Put a wind turbine in front of Barry’s teleprompter.
There’s always wind there.
If the wind don’t blow,
The turbine don’t go.
Perhaps tidal turbines would be better. The tide works twice a day every day.
The scale on the two lines differs by over an order of magnitude. Although it appears at first glance that there were short times where wind generation exceeded total demand, by showing the blue line above the green line, in reality, wind generation never rarely met even 10% of total demand.
Sheesh, Bryce, you are presenting facts here. Who cares about facts? Truth is what we say it is. Wind is “green” and will save us all from demon fossil fuels.
Do you mean to tell me that those Smelly Hippie Environmentalists were wrong again? Gasp!
Most Texans know...when it’s 110 degrees, there’s very little breeze.
Tax the heck out of technologies that compete with your little boondoggle and use what remains of the tax money, after you have hired a bunch more of bureaucrats with it, to subsidize your boondoggle.
Nudge... nudge...
Looks to be 180 degrees out of phase. Figures.
“Perhaps they could set blowers in front of the turbines to keep them going” - Imaginary quote from Øbumbler
I have a simple solution for Texas, with known technology, that could turn most of the State green and keep it green even if it never rained again. And it’s all based on just one thing. The Gulf Coast.
The Gulf Coast has a vast amount of water, albeit salt water. But underneath the Gulf Coast is an enormous amount of natural gas.
Put those two things together and you have desalinization. Fresh water in vast amounts.
So build natural gas powered desalinization plants and pipelines to ship the water inland. Such plants can run year around, and during wetter seasons can fill reservoirs. And when those reservoirs are filled, use electricity generated from natural gas to pipe the water to ever deeper inland reservoirs.
Certainly it will be expensive, but it will turn big sections of desert Texas green with farmland and water using industry.
Here's the vastly better solution, as shown by this large schematic:
The US has 440,000 tons of thorium-232 that can be used for the liquid fluoride thorium reactor, plus many tons of spent uranium fuel rods that could be processed into fuel for this reactor, too. If we standardized a design for a 1,000 MW LFTR, we could build hundreds of them not only to expand available power, but also phase out coal-fired powerplants, too.
Mayor Nutters Call: It is a sign of the times that basic decency has grown unusual.
The blame game: America's economic panic is the fault of Tea Partiers, S&P, speculators, and Big Business. And it's up to Obama to convince us to put country first Bob Shrum, who else?
Who Lost the Middle Class? - A question for historians in the not-too-distant future
Some noteworthy articles about politics, foreign or military affairs, IMHO, FReepmail me if you want on or off my list.
Okay, first, how did this happen in Texas??? Texas freepers, can you explain this to me. I live in the Seattle area, so I am never surprised at the doofuses here doing idiot stuff like this. But, I expected Texans to be more sensible. Have I misjudged you?
Also, we now know that these wind turbines can't help much in the heat; and, that they freeze up (Minnesota, Scotland) in the winter. What the hell do they do, besides kill a lot of birds?
ping
Turbines don’t work unless there is a steady wind. Until somebody figures out a practical way of storing the electricity, windmills are useless.
When I was a kid, my aunt and uncle, who never threw anything away, still had the remains of an old windcharger mounted on an old shed on their farm. The shed was full of 6-volt batteries wired in series to store the electricity, which they used to power their milkhouse. They never had electricity in their actual house until REA came along in the 50’s. This “turbine” concept is not a new idea, and it has never worked very well.
I have one that trickle charges a bank of 16 royals deep cell batteries that provide emergency power through a trace inverter.
Works well but I’m living in a place where wind averages 20mph an I don’t depend on this source.
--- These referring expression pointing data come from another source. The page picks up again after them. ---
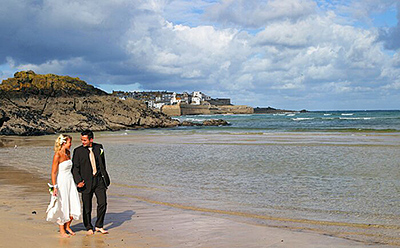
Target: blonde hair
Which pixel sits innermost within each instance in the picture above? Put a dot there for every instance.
(60, 141)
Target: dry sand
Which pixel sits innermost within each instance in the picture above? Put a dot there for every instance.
(135, 223)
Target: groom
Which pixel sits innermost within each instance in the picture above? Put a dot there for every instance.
(90, 175)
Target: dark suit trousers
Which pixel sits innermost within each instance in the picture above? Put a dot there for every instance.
(99, 189)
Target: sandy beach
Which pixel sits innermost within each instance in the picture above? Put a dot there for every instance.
(136, 222)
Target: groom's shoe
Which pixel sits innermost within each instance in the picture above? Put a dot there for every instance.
(102, 230)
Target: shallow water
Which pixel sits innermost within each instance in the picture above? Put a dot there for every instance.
(343, 179)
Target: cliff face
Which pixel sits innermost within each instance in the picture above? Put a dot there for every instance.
(27, 83)
(32, 104)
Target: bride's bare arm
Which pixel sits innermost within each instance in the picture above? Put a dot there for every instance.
(54, 171)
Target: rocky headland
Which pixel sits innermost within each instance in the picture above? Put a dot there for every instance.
(33, 104)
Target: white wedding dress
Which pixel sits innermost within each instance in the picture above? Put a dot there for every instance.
(67, 202)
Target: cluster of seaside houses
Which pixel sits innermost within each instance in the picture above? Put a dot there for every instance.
(157, 99)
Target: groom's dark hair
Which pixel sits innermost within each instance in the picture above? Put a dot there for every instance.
(89, 133)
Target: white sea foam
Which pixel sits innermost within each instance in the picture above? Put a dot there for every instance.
(302, 119)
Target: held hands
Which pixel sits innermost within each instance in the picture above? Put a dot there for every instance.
(81, 184)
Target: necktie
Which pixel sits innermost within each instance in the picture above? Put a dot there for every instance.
(92, 160)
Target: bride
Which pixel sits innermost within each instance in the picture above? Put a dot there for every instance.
(65, 205)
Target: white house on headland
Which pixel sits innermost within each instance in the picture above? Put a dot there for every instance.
(156, 99)
(198, 98)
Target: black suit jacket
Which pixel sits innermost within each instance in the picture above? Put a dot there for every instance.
(82, 168)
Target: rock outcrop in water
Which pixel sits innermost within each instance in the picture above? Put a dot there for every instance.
(33, 104)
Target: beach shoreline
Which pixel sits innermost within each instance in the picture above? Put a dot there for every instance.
(136, 222)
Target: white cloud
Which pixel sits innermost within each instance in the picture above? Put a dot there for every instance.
(255, 13)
It will run basics in my home when we lose power in ice or thunderstorms etc...
They have their place but not in the commercial energy grid IMO.
Ones we have here in the panhandle of Texas are running yet the quality of power to the distribution point is so up an down its expensive to corral properly according to friends that do such for a living.
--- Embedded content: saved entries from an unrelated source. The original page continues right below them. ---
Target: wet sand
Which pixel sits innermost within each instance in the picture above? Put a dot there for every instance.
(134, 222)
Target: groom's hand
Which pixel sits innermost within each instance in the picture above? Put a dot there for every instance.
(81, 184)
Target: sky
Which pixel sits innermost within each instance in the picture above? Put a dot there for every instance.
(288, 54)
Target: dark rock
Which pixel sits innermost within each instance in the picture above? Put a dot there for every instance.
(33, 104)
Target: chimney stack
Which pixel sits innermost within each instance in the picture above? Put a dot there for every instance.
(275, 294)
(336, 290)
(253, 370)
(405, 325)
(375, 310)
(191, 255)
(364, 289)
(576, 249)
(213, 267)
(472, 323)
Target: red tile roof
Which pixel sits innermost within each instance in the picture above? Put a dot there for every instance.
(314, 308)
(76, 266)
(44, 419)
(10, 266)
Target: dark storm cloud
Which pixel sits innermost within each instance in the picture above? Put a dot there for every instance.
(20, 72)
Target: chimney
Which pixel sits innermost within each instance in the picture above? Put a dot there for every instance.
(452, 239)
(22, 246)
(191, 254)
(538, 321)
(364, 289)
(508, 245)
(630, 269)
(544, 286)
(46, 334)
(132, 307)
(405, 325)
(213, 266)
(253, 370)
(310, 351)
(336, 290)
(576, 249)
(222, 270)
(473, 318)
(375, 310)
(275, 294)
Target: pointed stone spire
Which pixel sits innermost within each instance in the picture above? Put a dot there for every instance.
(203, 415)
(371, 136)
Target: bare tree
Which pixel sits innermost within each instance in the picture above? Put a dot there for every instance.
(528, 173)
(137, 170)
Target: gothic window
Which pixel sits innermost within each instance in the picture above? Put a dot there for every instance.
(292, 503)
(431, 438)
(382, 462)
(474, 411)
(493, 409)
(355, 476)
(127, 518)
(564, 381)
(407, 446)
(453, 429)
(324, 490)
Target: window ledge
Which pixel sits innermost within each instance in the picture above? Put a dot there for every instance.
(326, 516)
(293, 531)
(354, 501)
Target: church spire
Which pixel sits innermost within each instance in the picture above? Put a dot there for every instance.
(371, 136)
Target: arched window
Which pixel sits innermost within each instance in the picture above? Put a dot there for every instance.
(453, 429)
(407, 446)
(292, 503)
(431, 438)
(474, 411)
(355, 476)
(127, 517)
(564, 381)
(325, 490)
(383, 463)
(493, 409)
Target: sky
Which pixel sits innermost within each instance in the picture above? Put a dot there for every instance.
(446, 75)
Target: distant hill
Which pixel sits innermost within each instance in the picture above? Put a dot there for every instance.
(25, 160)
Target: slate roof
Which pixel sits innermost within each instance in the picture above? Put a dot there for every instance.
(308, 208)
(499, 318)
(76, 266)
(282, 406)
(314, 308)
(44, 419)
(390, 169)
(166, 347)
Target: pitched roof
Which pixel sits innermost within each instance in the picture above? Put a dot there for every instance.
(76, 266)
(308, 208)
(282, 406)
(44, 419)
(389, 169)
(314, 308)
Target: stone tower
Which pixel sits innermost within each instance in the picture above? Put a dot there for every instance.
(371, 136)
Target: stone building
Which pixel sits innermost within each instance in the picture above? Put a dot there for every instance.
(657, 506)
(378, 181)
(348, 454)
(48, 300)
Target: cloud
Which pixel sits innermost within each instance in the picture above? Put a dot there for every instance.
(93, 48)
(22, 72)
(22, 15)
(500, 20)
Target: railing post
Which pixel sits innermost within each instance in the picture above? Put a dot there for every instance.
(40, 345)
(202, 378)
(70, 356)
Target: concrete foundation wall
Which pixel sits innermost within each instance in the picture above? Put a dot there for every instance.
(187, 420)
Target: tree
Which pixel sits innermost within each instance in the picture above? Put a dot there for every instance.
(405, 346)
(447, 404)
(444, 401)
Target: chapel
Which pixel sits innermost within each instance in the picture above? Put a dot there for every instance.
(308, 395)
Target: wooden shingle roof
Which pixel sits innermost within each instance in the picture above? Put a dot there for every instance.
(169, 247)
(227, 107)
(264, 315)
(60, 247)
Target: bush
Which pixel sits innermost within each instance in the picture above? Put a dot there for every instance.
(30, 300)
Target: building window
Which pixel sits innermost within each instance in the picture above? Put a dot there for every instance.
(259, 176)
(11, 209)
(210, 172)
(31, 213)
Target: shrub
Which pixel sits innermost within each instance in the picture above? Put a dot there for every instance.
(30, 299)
1 thorium based nuclear power plant per 1 million in population is a formula America needs to adopt.
Got to be fixed yesterday....
I think the turbine problem will resolve itself. The thieves are going to run out of copper & air conditioners to steal and sell for recycling. the only things left to steal will be the wind turbines.
I can’t sleep well without a floor fan blowing on me all night.
In order to power that fan by wind i believe i would need a slightly bigger fan out in my backyard with wind spinning it at a slightly faster rate than the one inside for 8 hours straight while i sleep.
Ya ok.
Makes sense.
Whats billions and billions of dollars anyways?